Above, it has been shown that theories that build on characteristics covered by the taxonomy fail to meet the requirements set by the argument from testability. However, that does not imply that we can be sure that authenticity cannot be part of informed consent. There might be characteristics and theories that the taxonomy here introduced does not cover. Furthermore, my assumption that authentic desires can be analyzed without a well-articulated idea of authentic persons may be mistaken. The same applies to my choice to only treat theories of authenticity in the procedural tradition of personal autonomy theory. Substantial theories of authenticity have been left out of the present analysis; they may succeed where procedural theories do not. Lastly, the alternative remains to begin with what can be reliably detected regarding desires and develop a theory of authenticity thereafter—that is, to intentionally put the cart before the horse.

However, if my assumptions are sound and the taxonomy is exhaustive, in practice, the authenticity (or inauthenticity) of desires cannot be reliably detected. Therefore, authenticity should not be included as a criterion in informed consent.

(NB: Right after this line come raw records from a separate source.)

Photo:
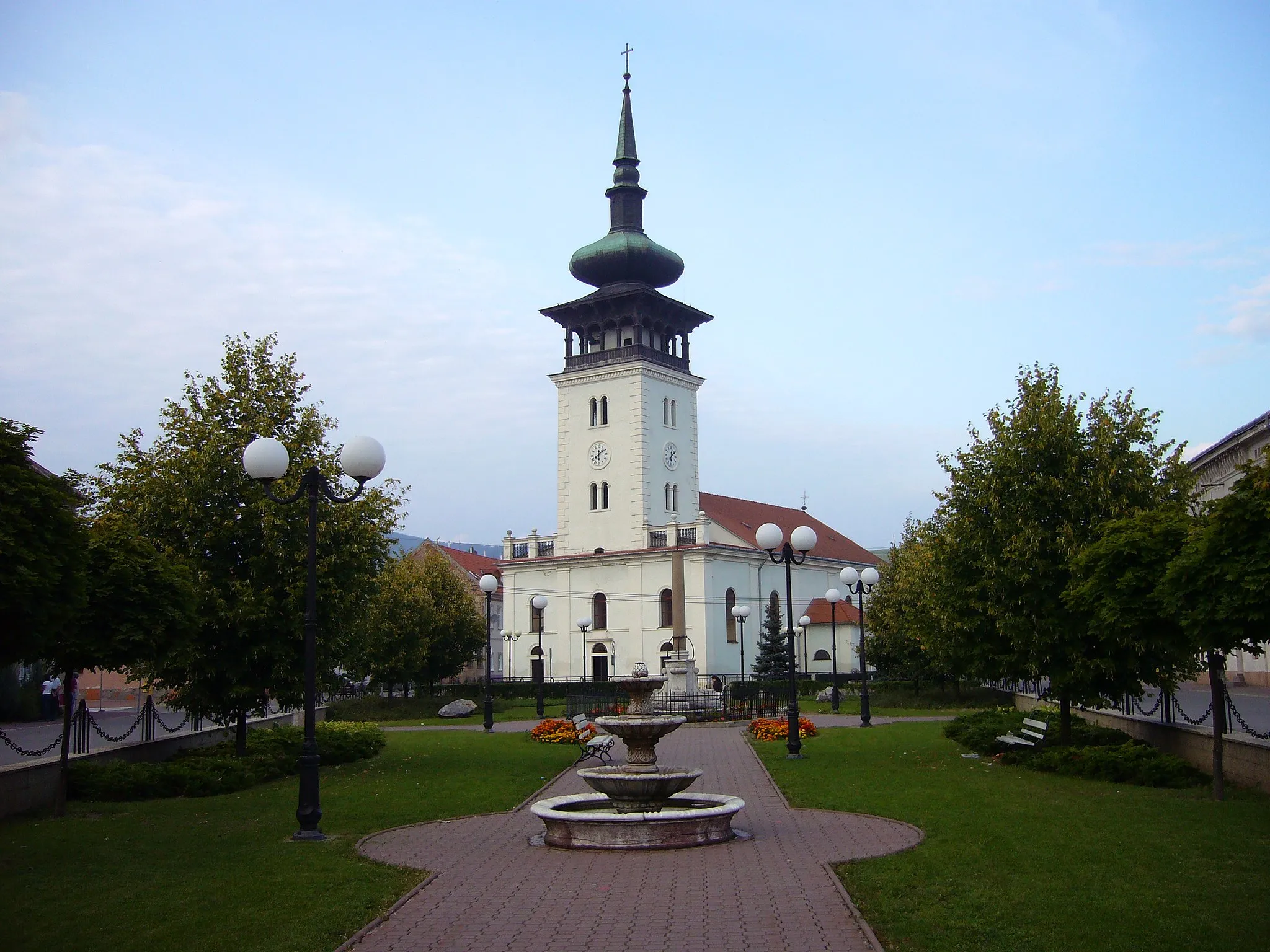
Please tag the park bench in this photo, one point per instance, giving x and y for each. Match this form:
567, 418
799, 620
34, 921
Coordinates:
591, 743
1038, 734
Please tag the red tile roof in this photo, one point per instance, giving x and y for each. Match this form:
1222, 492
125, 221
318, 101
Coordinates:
742, 518
819, 612
475, 565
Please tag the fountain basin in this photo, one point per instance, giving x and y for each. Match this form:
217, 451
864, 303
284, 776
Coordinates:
643, 791
590, 822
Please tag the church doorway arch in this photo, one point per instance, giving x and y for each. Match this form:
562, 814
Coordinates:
598, 663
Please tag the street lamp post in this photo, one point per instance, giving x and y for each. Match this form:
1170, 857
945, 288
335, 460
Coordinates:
585, 624
806, 625
741, 614
267, 460
803, 541
540, 603
860, 584
489, 586
510, 637
833, 597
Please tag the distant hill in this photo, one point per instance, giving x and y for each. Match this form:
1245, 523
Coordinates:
403, 544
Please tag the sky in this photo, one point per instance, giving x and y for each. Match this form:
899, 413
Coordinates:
889, 208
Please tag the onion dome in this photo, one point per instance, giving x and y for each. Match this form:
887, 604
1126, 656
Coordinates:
626, 254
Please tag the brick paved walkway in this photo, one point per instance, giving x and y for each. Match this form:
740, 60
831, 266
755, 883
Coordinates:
774, 892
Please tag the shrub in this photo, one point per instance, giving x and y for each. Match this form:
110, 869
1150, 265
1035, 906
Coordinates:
778, 728
1096, 753
556, 730
980, 730
203, 772
1133, 762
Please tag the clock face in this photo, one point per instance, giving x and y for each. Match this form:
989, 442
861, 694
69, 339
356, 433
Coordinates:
598, 456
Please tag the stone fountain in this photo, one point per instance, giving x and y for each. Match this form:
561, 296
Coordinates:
638, 805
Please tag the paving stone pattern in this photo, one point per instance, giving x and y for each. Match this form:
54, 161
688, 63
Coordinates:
494, 891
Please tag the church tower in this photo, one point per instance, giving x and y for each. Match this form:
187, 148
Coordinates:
628, 402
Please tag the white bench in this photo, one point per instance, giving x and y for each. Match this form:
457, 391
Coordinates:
1037, 734
591, 743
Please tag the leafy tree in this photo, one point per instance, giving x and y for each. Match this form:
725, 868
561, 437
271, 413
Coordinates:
425, 622
1220, 586
136, 601
1133, 637
41, 549
1021, 505
773, 659
906, 622
189, 495
458, 631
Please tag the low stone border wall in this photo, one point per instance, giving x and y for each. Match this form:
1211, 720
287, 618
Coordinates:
35, 786
1246, 760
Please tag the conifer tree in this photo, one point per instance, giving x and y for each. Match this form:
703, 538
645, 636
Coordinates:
773, 660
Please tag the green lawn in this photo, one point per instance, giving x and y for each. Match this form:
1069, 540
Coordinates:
508, 714
1020, 861
220, 873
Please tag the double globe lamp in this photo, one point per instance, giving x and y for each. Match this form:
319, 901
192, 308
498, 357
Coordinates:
267, 461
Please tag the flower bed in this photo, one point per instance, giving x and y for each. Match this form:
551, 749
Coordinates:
556, 730
778, 728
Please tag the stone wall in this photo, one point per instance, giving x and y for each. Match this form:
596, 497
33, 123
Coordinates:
1246, 760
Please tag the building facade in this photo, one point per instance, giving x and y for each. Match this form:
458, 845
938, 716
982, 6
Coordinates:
641, 553
1217, 469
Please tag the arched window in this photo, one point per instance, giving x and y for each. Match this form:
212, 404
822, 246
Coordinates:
667, 599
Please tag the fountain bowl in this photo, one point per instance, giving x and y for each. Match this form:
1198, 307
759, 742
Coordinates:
643, 791
590, 822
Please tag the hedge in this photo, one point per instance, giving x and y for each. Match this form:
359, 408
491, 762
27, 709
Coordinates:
205, 772
1096, 753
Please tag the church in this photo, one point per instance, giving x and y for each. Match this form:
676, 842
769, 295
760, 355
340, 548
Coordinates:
647, 563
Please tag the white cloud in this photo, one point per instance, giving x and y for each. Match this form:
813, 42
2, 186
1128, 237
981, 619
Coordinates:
116, 277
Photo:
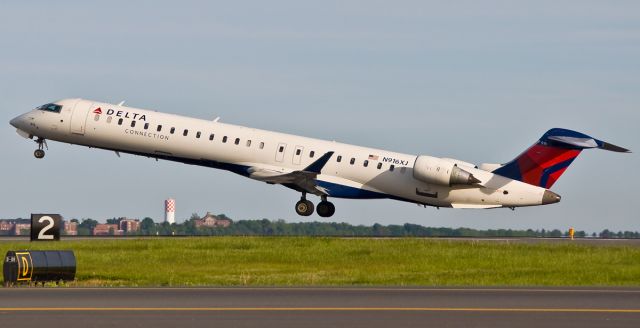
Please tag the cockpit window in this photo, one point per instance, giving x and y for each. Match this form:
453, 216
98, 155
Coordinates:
50, 108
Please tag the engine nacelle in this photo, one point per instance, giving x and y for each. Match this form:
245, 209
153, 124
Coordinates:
440, 171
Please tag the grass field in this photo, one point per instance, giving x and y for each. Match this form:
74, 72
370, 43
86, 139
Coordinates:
307, 261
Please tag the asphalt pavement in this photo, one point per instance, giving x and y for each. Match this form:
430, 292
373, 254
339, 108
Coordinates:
319, 307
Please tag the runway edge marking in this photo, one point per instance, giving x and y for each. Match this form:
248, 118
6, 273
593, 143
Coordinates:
313, 309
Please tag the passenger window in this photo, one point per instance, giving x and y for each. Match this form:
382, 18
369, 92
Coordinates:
51, 108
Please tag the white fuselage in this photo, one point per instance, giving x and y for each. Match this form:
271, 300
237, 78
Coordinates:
237, 149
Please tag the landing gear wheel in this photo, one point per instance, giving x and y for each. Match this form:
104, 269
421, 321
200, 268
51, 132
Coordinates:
304, 207
325, 209
39, 153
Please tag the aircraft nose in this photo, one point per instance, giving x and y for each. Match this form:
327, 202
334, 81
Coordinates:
16, 121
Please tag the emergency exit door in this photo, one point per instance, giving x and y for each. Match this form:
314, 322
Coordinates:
79, 117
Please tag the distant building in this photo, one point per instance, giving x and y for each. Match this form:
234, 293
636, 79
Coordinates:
71, 228
211, 221
129, 225
6, 227
106, 229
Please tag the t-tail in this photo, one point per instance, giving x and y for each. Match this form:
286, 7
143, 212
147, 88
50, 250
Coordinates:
544, 162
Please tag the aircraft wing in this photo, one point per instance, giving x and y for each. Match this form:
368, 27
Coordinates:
304, 180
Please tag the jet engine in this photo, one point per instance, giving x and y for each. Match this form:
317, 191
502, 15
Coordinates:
442, 172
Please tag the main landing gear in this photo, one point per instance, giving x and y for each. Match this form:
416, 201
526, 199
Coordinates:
39, 153
325, 208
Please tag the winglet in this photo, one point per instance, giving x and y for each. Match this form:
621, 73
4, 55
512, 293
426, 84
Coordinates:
317, 166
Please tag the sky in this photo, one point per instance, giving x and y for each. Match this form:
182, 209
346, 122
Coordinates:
479, 81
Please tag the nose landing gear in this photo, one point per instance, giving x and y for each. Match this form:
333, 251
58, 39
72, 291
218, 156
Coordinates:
39, 153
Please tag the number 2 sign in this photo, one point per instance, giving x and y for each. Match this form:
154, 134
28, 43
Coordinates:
45, 226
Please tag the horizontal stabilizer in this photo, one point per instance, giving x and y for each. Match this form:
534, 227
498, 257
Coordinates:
317, 166
544, 162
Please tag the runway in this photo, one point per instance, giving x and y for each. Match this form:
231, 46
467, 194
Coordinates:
318, 307
503, 240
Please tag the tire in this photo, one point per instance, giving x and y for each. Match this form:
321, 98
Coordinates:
326, 209
304, 208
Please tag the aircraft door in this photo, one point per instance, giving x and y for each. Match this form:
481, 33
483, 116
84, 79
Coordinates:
297, 155
282, 147
79, 117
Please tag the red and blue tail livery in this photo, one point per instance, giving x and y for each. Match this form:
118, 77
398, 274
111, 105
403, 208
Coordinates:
544, 162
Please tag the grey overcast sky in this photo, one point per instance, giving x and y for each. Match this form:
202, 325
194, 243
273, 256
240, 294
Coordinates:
474, 80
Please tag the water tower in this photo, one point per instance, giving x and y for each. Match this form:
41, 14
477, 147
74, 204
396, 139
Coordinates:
170, 211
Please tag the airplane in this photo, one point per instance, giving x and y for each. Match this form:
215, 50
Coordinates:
326, 169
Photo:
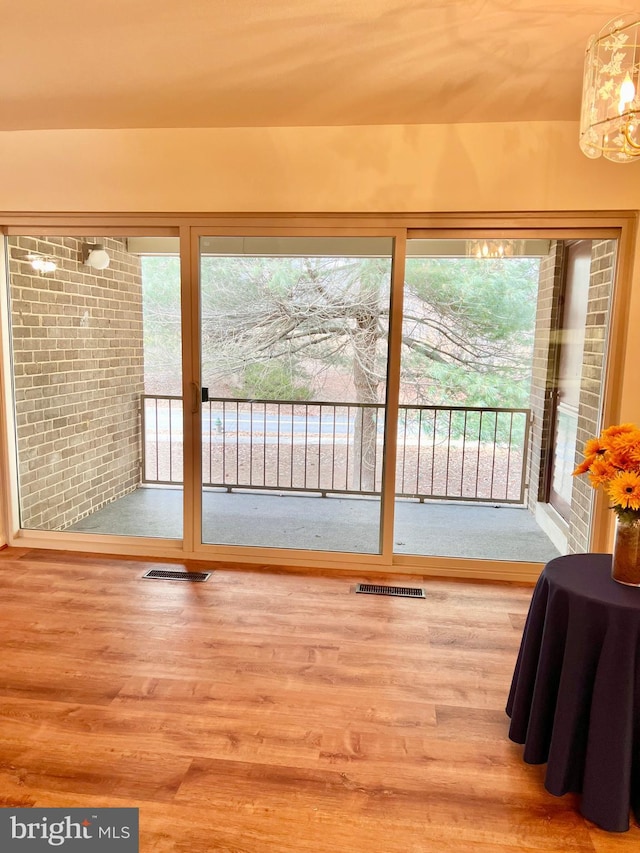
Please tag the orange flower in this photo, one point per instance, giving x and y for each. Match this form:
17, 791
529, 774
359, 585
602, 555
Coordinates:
624, 490
618, 429
583, 467
601, 472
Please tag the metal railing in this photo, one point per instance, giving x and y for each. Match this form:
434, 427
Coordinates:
443, 452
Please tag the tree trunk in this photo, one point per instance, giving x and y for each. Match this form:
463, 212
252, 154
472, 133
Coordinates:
365, 345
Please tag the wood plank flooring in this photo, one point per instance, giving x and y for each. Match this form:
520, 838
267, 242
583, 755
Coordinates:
272, 711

Nonetheless, seemingly inauthentic behavior from patients may trigger the need to take other actions than invalidating consent (or refusal). Anna’s doctor may, for instance, be morally obliged to double-check that Anna is able to comprehend the nature of her situation. Or, surprising desires such as Anna’s might prompt the need for alternative communicative measures, e.g., the use of pedagogical tools, or perhaps another doctor’s affirmation that the information the patient has received is correct. However, it is beyond the limits of this article to further treat moral obligations that may arise from a suspicion of inauthenticity. Any detailed policy suggestions based on the conclusions drawn in this article must be carefully but separately formulated.